I know a lot of you are parents, students, busy with work, and it can be hard to find the time to practice!
Here are a few tips and things to remember for all you busy bees out there.
Aim for small amounts of time.
It can be overwhelming to make time for writing or practicing your instrument if you have this idea that each practice session needs to be at least an hour long.
(I'm definitely guilty of thinking, "why even bother taking out my instrument right now?" when I only have a short amount of time!)
But you can get a lot more done than you'd think in even just 10 minutes. Run through a song, work out that tricky spot you've been needing to practice, play through some scales, or learn a new song!
Of course you're not probably going to become the next Beethoven if the longest you ever practice is 10 minutes at a time, but those super-quick jam sessions are what will keep you excited and inspired about music even on days when you don't have time for a full-out practice session.
Remember songwriting doesn't HAVE to happen in your studio or practice space.
I often come up with my best ideas when I'm on-the-go! Keep a voice memo on your phone for melodies and a notepad for lyric ideas. And make sure you always record your ideas whenever you have them!
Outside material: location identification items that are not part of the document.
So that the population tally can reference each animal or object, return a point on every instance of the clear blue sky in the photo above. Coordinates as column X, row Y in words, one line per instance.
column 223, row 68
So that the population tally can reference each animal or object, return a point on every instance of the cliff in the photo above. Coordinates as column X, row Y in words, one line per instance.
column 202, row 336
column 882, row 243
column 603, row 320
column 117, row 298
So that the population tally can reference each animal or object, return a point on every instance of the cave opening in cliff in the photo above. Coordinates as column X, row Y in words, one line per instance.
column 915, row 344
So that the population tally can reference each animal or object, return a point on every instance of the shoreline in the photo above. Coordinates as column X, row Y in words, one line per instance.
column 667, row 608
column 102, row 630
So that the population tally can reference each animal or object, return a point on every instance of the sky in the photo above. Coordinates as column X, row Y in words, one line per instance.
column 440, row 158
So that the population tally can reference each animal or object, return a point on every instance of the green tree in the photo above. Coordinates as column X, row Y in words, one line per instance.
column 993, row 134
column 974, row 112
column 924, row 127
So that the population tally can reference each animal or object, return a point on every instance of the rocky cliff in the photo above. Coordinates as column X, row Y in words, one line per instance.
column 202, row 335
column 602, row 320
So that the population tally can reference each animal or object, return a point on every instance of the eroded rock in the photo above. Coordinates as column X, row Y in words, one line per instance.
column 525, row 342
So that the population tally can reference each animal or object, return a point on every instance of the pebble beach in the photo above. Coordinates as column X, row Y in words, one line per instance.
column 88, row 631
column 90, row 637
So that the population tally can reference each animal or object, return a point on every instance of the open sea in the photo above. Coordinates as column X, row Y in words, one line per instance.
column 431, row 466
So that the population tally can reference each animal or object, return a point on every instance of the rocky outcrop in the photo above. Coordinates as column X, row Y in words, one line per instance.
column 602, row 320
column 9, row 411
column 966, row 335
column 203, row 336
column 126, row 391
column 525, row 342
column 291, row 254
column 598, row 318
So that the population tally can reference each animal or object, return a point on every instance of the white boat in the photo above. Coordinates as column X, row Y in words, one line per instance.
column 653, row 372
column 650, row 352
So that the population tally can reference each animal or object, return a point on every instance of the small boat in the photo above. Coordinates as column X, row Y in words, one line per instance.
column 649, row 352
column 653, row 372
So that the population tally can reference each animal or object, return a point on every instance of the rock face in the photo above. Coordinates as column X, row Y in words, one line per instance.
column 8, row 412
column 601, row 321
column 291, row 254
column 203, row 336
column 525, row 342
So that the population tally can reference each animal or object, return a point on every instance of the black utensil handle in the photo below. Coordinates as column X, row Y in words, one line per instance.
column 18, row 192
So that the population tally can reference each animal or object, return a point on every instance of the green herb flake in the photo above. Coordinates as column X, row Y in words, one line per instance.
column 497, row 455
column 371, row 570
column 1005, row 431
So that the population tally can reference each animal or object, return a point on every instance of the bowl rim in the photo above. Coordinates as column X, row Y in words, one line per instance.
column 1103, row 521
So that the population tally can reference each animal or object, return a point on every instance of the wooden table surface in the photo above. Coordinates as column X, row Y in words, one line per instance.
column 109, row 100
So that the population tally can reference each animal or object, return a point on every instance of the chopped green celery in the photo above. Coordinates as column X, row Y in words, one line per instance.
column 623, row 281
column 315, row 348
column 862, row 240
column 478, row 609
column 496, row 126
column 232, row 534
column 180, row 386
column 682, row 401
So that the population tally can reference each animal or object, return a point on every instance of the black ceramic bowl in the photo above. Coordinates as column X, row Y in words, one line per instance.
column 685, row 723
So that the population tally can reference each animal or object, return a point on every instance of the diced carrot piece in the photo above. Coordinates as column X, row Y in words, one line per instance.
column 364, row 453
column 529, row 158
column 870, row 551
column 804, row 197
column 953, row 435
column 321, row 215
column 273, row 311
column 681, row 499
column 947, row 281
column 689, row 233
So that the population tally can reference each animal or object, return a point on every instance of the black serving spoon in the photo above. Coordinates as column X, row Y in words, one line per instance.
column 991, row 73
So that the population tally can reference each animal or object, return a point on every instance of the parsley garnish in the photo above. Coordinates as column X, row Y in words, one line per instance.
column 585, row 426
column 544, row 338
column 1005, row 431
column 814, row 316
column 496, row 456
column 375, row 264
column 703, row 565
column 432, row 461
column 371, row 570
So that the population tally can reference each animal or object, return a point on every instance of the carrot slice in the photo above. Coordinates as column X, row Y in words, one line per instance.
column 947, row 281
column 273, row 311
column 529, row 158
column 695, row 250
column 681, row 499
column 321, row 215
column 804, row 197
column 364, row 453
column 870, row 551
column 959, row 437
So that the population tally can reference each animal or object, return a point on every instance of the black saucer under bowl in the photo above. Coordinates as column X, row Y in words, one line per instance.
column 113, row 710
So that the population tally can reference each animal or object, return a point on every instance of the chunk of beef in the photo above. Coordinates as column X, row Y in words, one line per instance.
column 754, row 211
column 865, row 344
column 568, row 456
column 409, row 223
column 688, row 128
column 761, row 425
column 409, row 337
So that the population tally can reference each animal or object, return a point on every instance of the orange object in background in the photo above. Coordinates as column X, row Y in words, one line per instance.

You can even practice certain aspects of your instrument on the go - play through that song you've been trying to memorize in your head or practice some tricky fingerwork on a table!
When you DO have the time to be creative, make sure you have a goal.
If you don't have the time to dedicate to daily practice, it's really important to be intentional about your practice time.
Before each practice session, write out your goals. And really focus on the spots that need the most work first.
For most musicians, this will mean not playing through the entire song over and over again (I know, it's so tempting!). Instead, practice the parts of the song that need the most work and only practice the song in its entirety once or twice.
Remember you're still an artist.
I LOVE this interview with Cheryl Strayed where she talks about people who take breaks from creating or who don't have time to write every day - and how you're still a writer.
You wrote a few songs a year ago but haven't written since? Guess what? You're still a songwriter.
Don't be too hard on yourself just because you aren't sticking to a strict daily ritual - it's honestly not possible for everyone!
And that shouldn't take away from the work you are creating.
At the end of the day, if your music connects with people, that's all that matters, right?